Emotetに感染しメール送信に悪用される可能性のある.jpメールアドレス数の新規観測の推移 (外部からの提供観測情報) 資料:JPCERT/CC

JPCERT/CCでは、2021年11月後半より活動の再開が確認されているマルウェアEmotetの感染に関して相談を多数受けているという。

2021年11月後半より観測されているEmotetは、主にマクロ付きのExcelやWordファイル、あるいはこれらをパスワード付きZipファイルとしてメールに添付する形式で配信されており、ファイルを開封後にマクロを有効化する操作を実行することで感染につながるとのこと。

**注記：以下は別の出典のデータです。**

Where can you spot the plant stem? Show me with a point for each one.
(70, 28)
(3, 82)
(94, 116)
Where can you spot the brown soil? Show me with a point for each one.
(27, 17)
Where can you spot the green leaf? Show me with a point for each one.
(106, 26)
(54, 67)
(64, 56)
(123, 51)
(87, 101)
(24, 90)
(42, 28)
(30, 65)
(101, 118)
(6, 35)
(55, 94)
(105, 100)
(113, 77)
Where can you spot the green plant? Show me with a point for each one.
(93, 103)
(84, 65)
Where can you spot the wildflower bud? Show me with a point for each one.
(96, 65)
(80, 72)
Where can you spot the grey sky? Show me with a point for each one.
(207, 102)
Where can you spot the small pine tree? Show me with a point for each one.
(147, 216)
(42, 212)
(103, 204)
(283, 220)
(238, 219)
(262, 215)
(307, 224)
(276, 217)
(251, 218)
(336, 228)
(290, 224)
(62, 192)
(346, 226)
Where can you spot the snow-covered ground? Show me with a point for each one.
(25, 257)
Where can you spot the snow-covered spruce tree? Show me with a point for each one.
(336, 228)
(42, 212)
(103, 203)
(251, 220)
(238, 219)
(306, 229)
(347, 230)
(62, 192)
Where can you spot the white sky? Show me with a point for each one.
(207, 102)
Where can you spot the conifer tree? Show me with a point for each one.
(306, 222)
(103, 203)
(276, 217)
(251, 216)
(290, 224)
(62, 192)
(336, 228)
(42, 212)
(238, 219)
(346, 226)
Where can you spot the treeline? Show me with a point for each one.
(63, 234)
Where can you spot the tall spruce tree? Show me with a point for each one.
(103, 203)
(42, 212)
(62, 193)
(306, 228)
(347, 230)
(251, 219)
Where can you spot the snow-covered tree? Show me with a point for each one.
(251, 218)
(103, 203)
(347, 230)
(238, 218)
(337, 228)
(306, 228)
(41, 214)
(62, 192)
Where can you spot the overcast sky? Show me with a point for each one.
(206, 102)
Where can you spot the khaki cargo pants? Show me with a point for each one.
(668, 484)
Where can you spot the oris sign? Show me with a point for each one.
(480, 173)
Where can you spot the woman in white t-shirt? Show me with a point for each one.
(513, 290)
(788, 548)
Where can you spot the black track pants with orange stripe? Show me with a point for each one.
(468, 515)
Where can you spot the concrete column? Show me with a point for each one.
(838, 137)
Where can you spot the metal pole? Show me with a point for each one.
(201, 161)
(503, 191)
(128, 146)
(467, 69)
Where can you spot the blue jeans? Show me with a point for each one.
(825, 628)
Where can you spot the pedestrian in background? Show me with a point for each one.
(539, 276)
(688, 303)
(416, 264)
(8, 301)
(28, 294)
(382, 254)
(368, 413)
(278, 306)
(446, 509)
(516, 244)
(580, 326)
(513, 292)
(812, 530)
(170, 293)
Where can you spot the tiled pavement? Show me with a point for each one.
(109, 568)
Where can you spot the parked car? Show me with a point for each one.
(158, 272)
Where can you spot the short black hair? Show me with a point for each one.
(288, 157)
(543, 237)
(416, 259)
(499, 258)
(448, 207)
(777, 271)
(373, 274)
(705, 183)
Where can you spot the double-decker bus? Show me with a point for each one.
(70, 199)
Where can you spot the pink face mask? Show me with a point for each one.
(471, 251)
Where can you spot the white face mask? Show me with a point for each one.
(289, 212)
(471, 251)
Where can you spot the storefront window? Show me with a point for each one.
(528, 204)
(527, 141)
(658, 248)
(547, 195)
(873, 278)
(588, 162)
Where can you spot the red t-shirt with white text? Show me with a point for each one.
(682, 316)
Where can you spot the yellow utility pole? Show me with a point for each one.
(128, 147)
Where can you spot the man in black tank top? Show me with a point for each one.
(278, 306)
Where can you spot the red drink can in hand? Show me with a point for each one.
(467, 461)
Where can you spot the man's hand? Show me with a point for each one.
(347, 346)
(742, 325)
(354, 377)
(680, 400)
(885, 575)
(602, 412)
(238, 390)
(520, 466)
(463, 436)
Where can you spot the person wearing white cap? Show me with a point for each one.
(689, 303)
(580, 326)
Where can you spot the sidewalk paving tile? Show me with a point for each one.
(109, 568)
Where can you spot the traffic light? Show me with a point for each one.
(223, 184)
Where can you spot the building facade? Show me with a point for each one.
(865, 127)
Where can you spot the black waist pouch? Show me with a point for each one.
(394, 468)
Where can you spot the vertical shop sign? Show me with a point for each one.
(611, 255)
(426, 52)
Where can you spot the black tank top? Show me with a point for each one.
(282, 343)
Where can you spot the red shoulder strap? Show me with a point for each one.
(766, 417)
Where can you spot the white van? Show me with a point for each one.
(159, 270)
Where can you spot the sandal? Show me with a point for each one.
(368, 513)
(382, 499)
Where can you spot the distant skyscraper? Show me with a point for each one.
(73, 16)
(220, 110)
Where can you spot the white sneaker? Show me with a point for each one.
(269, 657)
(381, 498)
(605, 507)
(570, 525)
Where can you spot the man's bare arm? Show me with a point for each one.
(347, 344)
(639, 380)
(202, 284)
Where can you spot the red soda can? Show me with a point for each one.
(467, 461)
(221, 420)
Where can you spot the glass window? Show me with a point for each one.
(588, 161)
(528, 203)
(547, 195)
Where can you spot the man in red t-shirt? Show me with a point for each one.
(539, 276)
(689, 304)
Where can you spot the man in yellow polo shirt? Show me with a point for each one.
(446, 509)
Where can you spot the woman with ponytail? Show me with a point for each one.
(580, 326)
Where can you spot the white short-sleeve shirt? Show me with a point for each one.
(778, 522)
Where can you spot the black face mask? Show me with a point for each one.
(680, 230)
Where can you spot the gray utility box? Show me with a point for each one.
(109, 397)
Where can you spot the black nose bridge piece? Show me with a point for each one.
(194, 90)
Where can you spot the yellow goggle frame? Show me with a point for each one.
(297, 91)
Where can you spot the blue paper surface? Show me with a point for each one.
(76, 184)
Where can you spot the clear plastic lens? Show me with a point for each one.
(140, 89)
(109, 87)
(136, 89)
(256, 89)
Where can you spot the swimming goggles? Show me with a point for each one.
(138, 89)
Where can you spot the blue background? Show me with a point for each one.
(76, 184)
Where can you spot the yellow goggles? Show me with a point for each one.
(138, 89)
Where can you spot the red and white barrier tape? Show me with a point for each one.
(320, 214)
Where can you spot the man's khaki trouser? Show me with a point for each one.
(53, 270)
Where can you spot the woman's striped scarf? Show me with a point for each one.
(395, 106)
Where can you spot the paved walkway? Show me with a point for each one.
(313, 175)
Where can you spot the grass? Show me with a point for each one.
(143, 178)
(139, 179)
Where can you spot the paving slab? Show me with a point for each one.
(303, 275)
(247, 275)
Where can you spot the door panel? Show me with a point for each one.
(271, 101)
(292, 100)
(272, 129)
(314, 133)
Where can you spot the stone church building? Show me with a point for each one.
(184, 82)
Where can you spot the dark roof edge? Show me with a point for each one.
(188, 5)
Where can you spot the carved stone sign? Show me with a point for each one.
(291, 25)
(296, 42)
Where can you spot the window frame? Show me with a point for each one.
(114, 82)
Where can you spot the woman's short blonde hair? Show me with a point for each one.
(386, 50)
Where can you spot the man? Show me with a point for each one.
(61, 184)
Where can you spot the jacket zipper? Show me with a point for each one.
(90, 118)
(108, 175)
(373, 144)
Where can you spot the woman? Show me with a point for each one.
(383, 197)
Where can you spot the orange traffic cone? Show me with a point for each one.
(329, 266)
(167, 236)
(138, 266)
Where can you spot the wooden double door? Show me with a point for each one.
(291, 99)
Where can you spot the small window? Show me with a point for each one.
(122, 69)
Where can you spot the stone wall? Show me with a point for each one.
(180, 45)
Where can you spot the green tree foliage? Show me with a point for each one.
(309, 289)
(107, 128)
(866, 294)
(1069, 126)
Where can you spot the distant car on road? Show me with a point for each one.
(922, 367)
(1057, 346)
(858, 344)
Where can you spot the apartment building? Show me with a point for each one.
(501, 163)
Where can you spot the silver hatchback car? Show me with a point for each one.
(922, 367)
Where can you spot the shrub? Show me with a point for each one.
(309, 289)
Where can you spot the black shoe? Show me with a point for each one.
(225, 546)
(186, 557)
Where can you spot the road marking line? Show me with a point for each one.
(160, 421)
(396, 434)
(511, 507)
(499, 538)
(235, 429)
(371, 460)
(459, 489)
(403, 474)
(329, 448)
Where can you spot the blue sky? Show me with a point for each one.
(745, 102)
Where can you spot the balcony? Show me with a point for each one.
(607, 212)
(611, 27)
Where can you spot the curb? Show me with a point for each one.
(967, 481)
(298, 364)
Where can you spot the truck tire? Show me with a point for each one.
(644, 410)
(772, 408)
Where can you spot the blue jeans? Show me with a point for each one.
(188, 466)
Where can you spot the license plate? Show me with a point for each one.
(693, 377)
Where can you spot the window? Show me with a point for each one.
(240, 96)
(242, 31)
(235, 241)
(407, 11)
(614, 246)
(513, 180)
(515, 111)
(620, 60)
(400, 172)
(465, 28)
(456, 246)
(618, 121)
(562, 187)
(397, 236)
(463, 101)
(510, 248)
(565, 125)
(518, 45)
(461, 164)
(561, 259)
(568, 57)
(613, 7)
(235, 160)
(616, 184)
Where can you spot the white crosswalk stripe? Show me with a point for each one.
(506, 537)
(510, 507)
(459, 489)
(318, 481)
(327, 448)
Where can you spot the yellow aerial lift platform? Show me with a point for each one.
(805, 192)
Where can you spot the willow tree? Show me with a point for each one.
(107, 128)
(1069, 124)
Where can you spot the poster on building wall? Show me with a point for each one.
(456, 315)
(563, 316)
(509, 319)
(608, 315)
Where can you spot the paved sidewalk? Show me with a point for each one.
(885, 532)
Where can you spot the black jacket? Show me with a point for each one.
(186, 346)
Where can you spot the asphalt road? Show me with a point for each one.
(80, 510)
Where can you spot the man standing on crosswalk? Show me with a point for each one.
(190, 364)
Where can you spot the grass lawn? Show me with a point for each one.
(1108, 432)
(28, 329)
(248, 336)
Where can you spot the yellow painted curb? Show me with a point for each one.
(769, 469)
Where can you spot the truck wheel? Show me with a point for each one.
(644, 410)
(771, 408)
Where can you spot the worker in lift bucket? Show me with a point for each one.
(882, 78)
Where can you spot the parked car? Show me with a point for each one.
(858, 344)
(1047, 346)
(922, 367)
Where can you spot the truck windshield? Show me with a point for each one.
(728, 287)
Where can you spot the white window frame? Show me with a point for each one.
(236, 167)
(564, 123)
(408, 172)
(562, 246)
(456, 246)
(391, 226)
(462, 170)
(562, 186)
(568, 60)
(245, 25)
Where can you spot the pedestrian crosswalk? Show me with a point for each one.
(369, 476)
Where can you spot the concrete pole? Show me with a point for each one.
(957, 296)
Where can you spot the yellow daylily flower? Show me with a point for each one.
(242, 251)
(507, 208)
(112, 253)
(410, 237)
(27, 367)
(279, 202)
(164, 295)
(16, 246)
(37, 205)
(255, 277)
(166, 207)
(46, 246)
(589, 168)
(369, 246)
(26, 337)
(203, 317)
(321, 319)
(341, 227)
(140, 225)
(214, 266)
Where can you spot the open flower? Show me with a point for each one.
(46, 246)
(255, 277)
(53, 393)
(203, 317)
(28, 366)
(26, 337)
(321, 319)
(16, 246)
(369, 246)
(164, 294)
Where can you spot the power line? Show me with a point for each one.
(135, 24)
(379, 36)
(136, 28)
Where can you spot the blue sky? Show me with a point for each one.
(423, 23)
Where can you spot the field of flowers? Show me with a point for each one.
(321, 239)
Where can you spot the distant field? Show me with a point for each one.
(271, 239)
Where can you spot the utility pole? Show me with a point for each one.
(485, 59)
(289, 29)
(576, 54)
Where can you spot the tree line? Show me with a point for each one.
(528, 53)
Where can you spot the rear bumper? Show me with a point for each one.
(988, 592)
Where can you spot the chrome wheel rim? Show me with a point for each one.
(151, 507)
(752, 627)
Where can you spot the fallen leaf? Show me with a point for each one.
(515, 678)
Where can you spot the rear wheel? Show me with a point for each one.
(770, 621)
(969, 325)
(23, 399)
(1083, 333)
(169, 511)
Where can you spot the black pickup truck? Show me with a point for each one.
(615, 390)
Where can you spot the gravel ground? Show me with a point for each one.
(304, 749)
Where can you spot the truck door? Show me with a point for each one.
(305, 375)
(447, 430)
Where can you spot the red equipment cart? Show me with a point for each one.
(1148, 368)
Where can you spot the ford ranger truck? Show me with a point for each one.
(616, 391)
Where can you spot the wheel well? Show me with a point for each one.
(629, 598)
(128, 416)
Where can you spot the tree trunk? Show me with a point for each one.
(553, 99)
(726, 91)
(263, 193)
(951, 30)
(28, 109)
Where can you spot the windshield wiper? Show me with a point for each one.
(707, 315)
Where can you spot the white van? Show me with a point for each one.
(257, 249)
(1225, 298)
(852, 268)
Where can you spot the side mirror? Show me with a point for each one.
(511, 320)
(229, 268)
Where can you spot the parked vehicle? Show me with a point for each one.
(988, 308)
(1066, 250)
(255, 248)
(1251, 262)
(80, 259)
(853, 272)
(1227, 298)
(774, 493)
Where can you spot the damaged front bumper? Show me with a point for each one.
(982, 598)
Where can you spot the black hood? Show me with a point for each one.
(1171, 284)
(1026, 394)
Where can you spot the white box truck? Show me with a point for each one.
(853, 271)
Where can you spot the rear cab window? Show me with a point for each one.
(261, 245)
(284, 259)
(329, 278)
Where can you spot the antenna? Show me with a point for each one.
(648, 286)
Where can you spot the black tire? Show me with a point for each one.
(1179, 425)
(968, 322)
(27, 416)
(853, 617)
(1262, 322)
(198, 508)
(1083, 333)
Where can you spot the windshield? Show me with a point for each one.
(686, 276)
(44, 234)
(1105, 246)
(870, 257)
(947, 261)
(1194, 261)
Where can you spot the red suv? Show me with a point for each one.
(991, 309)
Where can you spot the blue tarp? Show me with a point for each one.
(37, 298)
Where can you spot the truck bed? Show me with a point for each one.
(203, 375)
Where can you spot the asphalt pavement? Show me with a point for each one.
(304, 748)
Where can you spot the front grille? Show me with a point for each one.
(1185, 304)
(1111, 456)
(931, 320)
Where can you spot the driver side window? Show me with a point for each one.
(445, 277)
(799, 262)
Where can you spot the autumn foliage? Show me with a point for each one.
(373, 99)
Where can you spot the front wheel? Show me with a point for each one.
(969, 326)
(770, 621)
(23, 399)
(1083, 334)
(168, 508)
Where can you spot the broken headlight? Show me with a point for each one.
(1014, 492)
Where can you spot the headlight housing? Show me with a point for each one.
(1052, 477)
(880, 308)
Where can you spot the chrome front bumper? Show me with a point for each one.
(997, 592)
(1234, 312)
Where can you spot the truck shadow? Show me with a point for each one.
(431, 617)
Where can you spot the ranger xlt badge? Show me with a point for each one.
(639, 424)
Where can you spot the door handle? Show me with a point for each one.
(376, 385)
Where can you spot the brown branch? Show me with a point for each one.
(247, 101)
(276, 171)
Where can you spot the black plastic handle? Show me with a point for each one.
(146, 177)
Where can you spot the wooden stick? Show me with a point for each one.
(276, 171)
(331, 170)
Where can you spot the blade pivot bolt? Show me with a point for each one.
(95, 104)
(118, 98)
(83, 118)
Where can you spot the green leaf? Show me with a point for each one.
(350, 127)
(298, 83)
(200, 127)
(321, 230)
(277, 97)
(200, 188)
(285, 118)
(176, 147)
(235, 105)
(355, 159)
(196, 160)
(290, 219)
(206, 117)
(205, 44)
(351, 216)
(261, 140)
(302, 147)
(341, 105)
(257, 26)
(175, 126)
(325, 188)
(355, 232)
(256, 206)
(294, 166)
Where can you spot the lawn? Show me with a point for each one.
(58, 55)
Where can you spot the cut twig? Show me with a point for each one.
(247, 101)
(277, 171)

JPCERT/CCで確認しているEmotet感染を促すメールのサンプル

さらに3月時点で、JPCERT/CCはなりすましの新たな手法として、メールの添付ファイル名やメール本文中に、なりすまし元の組織名や署名などが掲載されるケースが確認された。このメールには、Emotetが感染端末内のメーラーのアドレス帳から窃取したとみられる情報が用いられていると考えられ、なりすまされている担当者がEmotetに感染しているとは限らないという。

なりすましの新たな手法によって送信されたメール

JPCERT/CCは一見すると業務に関係がありそうな内容で、取引先や知り合いから送付されているようにみえる添付ファイルであっても、Emotetの感染につながるメールや添付ファイルである可能性があるため、信頼できるものと判断できない限りは添付ファイルやリンクは開かず、確実な手段で送信元へ確認するといった対応を行うよう、アドバイスしている。